A Federação das Indústrias do Estado de São Paulo (Fiesp) apresentou, nesta 2ª feira, a pesquisa "Amazônia, você precisa saber com dados sobre cuidados que o Brasil vem adotando em relação ao meio ambiente" para mais de 40 empresários de grupos europeus, numa tentativa de melhorar a imagem do governo diante dos incêndios florestais. E um dos participantes foi o Grupo LVMH, dono da Louis Vuitton.

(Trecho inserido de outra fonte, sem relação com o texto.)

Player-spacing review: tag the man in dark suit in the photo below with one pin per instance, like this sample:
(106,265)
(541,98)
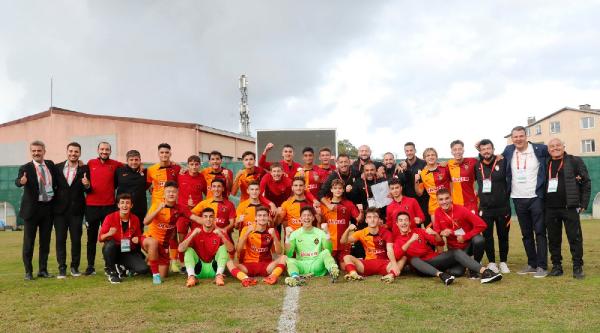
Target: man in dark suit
(37,179)
(69,206)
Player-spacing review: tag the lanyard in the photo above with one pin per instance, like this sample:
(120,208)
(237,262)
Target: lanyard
(492,170)
(524,164)
(451,217)
(557,170)
(40,176)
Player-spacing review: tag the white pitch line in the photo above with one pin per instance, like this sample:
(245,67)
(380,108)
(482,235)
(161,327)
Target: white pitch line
(289,311)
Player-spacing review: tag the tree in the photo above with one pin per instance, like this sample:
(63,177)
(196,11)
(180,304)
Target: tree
(346,147)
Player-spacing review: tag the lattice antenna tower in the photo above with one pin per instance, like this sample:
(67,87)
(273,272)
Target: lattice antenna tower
(244,111)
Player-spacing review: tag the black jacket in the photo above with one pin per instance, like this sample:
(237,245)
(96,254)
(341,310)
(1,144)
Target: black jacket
(31,189)
(133,182)
(496,202)
(577,191)
(70,199)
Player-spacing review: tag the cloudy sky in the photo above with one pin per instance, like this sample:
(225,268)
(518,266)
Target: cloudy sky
(381,72)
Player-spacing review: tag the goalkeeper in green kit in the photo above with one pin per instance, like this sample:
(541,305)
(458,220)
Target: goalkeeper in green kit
(309,251)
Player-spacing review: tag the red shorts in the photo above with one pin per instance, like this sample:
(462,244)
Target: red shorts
(257,268)
(339,254)
(163,252)
(375,266)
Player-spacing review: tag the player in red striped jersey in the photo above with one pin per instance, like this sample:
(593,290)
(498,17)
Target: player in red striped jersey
(257,242)
(216,170)
(431,179)
(338,214)
(250,173)
(327,162)
(462,173)
(288,165)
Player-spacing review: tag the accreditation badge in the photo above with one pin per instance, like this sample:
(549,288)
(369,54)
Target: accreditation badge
(125,245)
(552,185)
(486,186)
(521,176)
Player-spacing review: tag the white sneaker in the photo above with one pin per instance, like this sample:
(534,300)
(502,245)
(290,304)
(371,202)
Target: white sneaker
(492,267)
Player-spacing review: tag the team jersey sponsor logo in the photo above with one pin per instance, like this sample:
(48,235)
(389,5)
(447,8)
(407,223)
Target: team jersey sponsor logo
(460,179)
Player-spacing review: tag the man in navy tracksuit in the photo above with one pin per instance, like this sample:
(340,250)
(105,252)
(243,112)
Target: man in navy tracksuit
(526,168)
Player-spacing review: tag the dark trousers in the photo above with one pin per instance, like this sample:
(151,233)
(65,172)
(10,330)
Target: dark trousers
(454,261)
(555,218)
(502,228)
(72,225)
(133,261)
(42,220)
(476,247)
(94,215)
(530,213)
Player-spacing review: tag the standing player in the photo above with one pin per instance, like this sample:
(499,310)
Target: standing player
(461,228)
(246,210)
(216,171)
(257,242)
(402,203)
(431,179)
(379,250)
(338,219)
(249,174)
(205,251)
(313,175)
(309,250)
(327,163)
(161,221)
(157,176)
(462,174)
(289,212)
(223,208)
(288,165)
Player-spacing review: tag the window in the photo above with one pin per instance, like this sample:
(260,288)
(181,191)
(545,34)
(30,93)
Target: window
(588,146)
(587,122)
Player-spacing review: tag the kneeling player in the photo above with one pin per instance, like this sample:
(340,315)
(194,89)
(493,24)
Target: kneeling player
(312,249)
(379,250)
(161,221)
(256,242)
(414,243)
(206,251)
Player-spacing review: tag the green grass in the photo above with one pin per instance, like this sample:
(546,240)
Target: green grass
(517,303)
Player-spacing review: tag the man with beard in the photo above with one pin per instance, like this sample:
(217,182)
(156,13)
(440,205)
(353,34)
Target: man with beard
(100,201)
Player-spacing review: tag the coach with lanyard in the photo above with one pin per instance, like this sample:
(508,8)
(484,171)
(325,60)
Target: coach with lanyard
(494,204)
(526,179)
(567,195)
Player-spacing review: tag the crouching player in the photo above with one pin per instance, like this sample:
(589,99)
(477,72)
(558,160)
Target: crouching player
(254,252)
(120,234)
(161,221)
(309,250)
(379,250)
(415,244)
(206,251)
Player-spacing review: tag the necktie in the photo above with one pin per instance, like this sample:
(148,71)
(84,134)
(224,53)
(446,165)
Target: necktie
(43,184)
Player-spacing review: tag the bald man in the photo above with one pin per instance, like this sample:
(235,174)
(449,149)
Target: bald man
(364,156)
(567,195)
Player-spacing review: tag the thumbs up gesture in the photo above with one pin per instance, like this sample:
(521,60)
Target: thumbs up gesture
(85,181)
(23,179)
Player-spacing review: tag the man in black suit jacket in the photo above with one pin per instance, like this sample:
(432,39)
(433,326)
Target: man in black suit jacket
(37,178)
(69,207)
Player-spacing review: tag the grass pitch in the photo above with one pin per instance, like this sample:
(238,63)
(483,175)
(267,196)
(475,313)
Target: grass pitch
(517,303)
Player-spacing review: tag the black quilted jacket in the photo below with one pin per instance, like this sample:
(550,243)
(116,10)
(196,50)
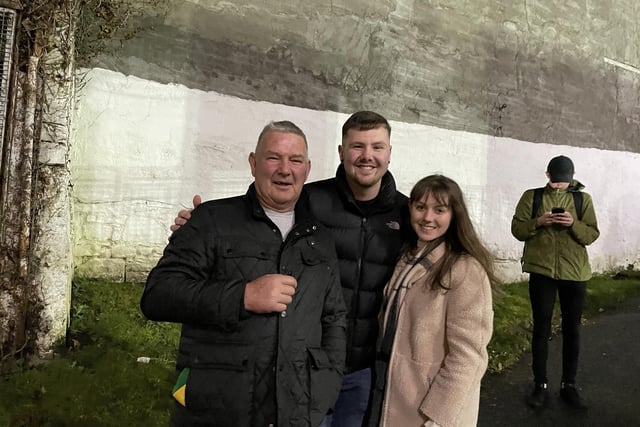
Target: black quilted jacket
(367,248)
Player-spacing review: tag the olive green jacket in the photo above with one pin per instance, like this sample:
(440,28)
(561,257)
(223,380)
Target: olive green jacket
(556,251)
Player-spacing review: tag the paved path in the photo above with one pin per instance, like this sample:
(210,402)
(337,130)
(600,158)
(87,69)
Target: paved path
(608,374)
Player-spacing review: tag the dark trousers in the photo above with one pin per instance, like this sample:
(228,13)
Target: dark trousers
(542,293)
(351,406)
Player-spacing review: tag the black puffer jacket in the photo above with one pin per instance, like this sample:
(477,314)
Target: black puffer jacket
(368,247)
(237,358)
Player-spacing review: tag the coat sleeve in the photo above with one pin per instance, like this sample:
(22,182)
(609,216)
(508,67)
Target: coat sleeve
(468,329)
(182,287)
(334,323)
(523,227)
(585,231)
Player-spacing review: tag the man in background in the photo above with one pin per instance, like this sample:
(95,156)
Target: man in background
(556,223)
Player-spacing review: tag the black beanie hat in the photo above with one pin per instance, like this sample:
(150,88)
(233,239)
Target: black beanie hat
(560,169)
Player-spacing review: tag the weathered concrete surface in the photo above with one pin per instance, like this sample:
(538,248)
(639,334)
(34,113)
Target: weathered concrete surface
(531,70)
(142,149)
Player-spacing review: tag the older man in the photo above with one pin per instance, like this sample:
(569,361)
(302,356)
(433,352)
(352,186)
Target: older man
(369,221)
(254,280)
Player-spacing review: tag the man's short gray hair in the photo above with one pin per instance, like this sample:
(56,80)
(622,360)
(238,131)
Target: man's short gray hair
(284,126)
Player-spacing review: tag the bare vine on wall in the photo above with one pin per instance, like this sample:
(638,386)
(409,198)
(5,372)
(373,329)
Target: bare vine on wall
(52,37)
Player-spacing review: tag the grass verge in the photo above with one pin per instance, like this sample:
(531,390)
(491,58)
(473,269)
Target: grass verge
(96,381)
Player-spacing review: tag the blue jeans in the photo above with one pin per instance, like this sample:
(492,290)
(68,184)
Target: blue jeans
(352,402)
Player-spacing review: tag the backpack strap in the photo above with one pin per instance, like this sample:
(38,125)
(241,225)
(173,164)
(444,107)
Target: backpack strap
(537,202)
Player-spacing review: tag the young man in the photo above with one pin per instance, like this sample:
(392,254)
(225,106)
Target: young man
(555,235)
(254,281)
(368,218)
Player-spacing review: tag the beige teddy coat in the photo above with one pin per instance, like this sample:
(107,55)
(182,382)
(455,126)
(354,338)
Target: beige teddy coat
(439,353)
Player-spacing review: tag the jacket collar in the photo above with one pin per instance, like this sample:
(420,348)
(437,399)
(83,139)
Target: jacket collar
(303,213)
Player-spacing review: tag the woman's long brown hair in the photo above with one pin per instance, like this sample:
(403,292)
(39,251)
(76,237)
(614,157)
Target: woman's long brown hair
(460,238)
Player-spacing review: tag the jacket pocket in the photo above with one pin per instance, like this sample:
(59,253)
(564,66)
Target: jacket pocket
(244,259)
(324,383)
(220,381)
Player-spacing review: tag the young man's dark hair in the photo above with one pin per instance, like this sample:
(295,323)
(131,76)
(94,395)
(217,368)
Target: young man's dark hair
(365,120)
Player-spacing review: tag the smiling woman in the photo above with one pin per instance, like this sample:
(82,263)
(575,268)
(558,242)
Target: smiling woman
(437,317)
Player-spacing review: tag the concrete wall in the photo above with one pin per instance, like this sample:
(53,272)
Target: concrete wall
(142,149)
(532,71)
(483,91)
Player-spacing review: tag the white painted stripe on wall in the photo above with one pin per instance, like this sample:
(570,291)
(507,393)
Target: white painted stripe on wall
(142,149)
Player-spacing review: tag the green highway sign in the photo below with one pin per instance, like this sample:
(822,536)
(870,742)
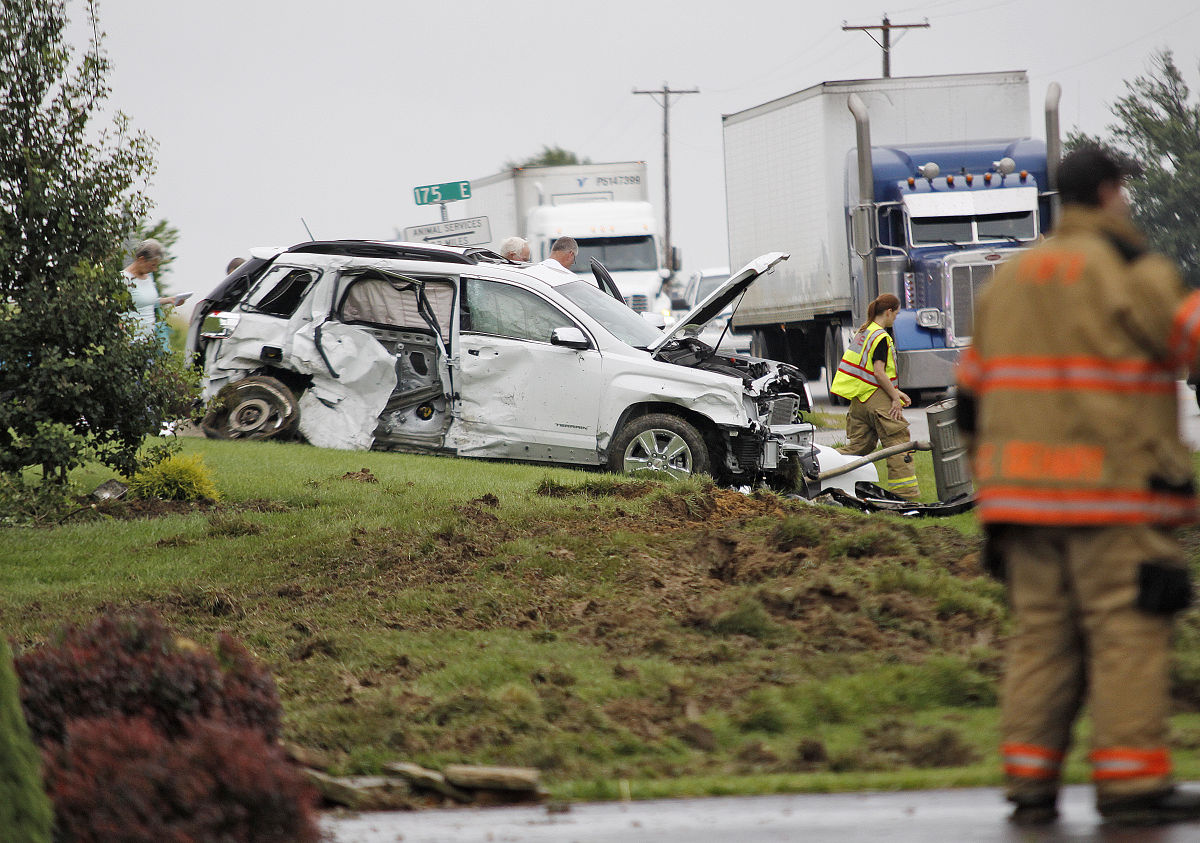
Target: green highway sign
(451,191)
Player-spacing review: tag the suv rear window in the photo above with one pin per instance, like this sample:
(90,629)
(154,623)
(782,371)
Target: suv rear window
(280,291)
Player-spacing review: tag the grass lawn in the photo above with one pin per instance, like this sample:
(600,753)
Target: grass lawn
(665,638)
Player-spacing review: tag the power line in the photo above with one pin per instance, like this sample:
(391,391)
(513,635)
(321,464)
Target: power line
(886,28)
(666,91)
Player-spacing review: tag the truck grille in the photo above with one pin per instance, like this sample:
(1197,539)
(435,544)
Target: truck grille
(783,410)
(966,281)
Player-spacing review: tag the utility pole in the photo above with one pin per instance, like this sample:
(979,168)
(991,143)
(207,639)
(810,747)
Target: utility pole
(666,91)
(886,43)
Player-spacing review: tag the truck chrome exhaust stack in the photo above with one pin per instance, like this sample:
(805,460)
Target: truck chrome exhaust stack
(865,186)
(1054,145)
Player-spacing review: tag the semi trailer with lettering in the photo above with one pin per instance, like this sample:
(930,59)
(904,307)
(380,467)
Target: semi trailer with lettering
(918,186)
(603,205)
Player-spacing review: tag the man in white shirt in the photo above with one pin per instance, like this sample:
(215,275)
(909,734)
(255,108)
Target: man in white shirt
(562,253)
(515,249)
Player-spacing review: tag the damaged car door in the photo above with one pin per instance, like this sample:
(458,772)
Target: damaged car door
(409,318)
(527,377)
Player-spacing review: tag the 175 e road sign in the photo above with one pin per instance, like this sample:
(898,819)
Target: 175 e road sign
(451,191)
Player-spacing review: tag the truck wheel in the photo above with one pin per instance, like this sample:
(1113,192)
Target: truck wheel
(252,408)
(660,444)
(833,357)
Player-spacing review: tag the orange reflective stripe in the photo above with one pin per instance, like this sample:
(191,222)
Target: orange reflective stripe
(1044,265)
(1127,763)
(1027,760)
(970,370)
(1185,338)
(1077,372)
(1014,503)
(1041,461)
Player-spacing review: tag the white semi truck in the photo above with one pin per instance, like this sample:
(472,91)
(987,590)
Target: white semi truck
(918,186)
(603,205)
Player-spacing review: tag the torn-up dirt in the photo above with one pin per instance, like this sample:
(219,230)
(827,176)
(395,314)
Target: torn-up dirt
(361,476)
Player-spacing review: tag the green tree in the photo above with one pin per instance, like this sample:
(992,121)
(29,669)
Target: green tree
(1158,126)
(24,808)
(77,382)
(549,156)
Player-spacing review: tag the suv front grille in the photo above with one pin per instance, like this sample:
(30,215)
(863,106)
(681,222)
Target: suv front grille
(783,410)
(966,281)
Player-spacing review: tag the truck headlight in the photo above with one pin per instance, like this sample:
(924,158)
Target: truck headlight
(930,317)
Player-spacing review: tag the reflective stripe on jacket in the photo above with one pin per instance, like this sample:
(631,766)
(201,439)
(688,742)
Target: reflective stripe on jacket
(1026,760)
(856,372)
(1077,347)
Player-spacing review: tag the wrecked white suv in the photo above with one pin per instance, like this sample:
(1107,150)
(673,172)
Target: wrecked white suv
(363,345)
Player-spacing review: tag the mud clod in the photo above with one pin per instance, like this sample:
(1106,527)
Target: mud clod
(363,476)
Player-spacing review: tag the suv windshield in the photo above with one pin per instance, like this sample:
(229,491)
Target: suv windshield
(618,253)
(615,316)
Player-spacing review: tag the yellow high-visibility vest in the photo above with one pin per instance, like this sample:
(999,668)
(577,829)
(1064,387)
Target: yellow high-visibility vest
(856,375)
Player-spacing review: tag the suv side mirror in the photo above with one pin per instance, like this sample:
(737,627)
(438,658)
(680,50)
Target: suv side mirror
(569,338)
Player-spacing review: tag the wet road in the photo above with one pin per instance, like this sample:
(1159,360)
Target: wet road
(912,817)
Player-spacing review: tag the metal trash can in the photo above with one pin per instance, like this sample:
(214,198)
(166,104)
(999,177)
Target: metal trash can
(952,470)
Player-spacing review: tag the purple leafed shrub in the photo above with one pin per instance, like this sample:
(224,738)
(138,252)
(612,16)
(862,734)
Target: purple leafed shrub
(135,667)
(124,779)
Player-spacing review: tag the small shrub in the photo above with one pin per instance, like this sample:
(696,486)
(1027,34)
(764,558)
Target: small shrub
(175,478)
(135,667)
(24,808)
(747,619)
(123,779)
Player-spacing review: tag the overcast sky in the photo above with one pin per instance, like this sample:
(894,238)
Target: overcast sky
(269,111)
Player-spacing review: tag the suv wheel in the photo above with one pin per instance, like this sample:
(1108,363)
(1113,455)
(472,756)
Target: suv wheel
(661,444)
(252,408)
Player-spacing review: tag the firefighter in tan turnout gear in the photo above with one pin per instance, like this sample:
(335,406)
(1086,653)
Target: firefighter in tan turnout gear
(867,377)
(1068,395)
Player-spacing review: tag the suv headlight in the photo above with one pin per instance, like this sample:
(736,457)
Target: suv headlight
(219,324)
(930,317)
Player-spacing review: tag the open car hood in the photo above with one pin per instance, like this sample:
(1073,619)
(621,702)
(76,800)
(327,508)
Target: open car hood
(721,298)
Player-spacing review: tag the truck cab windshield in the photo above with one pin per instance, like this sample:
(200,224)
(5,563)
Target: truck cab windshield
(928,231)
(618,253)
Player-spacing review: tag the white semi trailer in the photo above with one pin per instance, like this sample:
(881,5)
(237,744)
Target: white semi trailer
(603,205)
(922,192)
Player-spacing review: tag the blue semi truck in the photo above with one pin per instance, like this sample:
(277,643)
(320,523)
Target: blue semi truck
(918,186)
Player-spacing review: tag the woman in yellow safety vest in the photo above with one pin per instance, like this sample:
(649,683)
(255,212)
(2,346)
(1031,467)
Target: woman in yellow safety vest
(867,377)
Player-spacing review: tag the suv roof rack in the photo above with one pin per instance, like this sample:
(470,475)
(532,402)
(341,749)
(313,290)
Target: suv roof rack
(403,251)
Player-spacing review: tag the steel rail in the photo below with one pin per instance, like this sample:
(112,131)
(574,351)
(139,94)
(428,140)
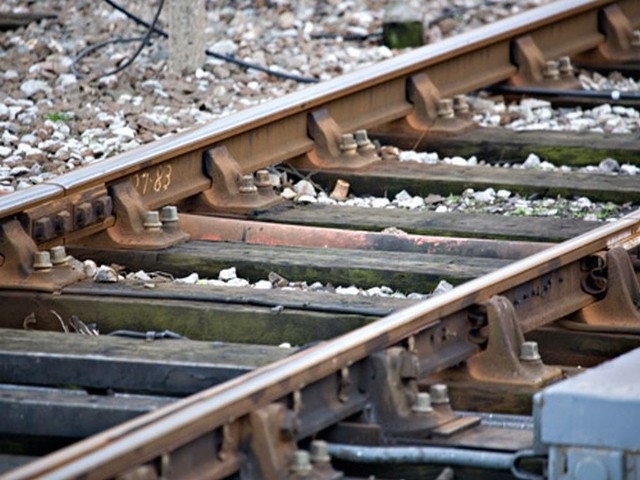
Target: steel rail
(278,131)
(144,438)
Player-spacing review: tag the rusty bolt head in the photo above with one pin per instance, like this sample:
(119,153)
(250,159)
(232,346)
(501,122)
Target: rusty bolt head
(152,220)
(445,108)
(300,463)
(169,214)
(363,142)
(423,403)
(262,179)
(42,261)
(439,394)
(246,185)
(460,105)
(529,352)
(320,452)
(348,144)
(59,256)
(550,70)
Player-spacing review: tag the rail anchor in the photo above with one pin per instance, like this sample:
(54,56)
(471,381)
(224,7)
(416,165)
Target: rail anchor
(22,266)
(397,405)
(135,226)
(618,308)
(621,45)
(231,192)
(273,452)
(335,148)
(535,70)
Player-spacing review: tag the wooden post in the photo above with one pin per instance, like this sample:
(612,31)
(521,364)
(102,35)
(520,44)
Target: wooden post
(186,35)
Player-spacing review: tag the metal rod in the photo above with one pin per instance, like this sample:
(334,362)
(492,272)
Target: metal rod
(423,455)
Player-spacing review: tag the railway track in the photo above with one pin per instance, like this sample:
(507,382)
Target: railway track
(451,377)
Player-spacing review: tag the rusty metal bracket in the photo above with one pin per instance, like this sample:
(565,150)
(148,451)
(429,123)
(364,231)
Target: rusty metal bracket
(506,358)
(433,113)
(232,192)
(621,44)
(23,266)
(335,148)
(73,215)
(397,405)
(619,306)
(535,70)
(136,227)
(273,452)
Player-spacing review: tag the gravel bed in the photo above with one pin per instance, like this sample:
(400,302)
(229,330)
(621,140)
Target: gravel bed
(52,121)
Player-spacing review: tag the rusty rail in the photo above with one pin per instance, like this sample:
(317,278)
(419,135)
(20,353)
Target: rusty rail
(320,370)
(199,169)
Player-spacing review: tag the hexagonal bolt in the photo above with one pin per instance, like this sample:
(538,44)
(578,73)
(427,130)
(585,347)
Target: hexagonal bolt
(246,185)
(363,142)
(565,67)
(59,256)
(300,463)
(550,70)
(169,214)
(445,108)
(348,144)
(42,261)
(460,105)
(320,452)
(529,352)
(439,393)
(423,403)
(263,180)
(152,220)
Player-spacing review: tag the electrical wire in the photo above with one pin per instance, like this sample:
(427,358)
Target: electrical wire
(153,28)
(144,41)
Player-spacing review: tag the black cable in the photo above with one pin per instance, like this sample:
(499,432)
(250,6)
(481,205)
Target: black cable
(219,56)
(144,41)
(614,95)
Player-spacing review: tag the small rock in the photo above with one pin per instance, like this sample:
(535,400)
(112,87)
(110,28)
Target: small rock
(442,287)
(105,274)
(304,187)
(31,87)
(189,279)
(609,165)
(227,274)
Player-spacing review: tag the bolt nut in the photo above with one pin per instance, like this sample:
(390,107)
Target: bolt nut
(262,179)
(152,220)
(423,403)
(300,463)
(550,70)
(42,261)
(320,452)
(363,142)
(529,352)
(59,256)
(246,185)
(439,394)
(565,67)
(445,108)
(460,105)
(169,214)
(348,144)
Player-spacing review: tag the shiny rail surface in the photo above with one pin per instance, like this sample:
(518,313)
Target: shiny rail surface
(372,372)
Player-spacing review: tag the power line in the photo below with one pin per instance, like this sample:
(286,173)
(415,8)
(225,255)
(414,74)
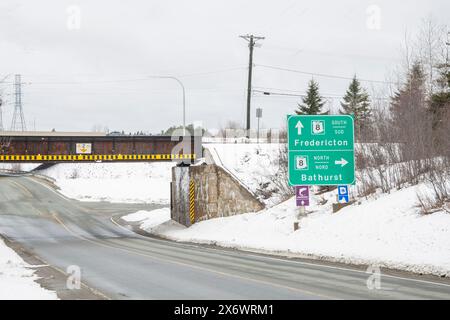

O presidente da Fiesp, Paulo Skaf, reuniu-se com representantes de empresas como o Grupo LVMH, Santander, Nestlé, Alstom e Mercedes Benz - Reprodução Facebook

O presidente da Fiesp, Paulo Skaf, buscou convencer o grupo de que “o verdadeiro incêndio não é o das queimadas, e sim da imagem do Brasil no exterior”. Ele ressaltou que o Brasil cumpre todos os acordos internacionais e que, inclusive, busca se antecipar a alguns deles.

Segundo o presidente da Fiesp, o encontro também foi para que esses grandes grupos de empresários transmitam as informações da pesquisa para as matrizes locais, levando as informações para o exterior.

O presidente do grupo LVMH na América Latina, Caribe e África, Davide Marcovitch, afirmou não crer que quem conhece o Brasil deixará de investir no país:

“Eu fico abismado quando vejo pessoas que nunca pisaram na Amazônia darem palpite. Eu vivi cinco anos na Amazônia, conheço a realidade. As queimadas sempre ocorreram, é uma prática cultural agrícola. O que precisa proibir é o desmatamento ilegal, que acontece na área protegida", disse o empresário à Época Negócios.

No fim do mês, o grupo LVMH anunciou uma doação de dez milhões de euros para ajudar no combate aos incêndios na Amazônia.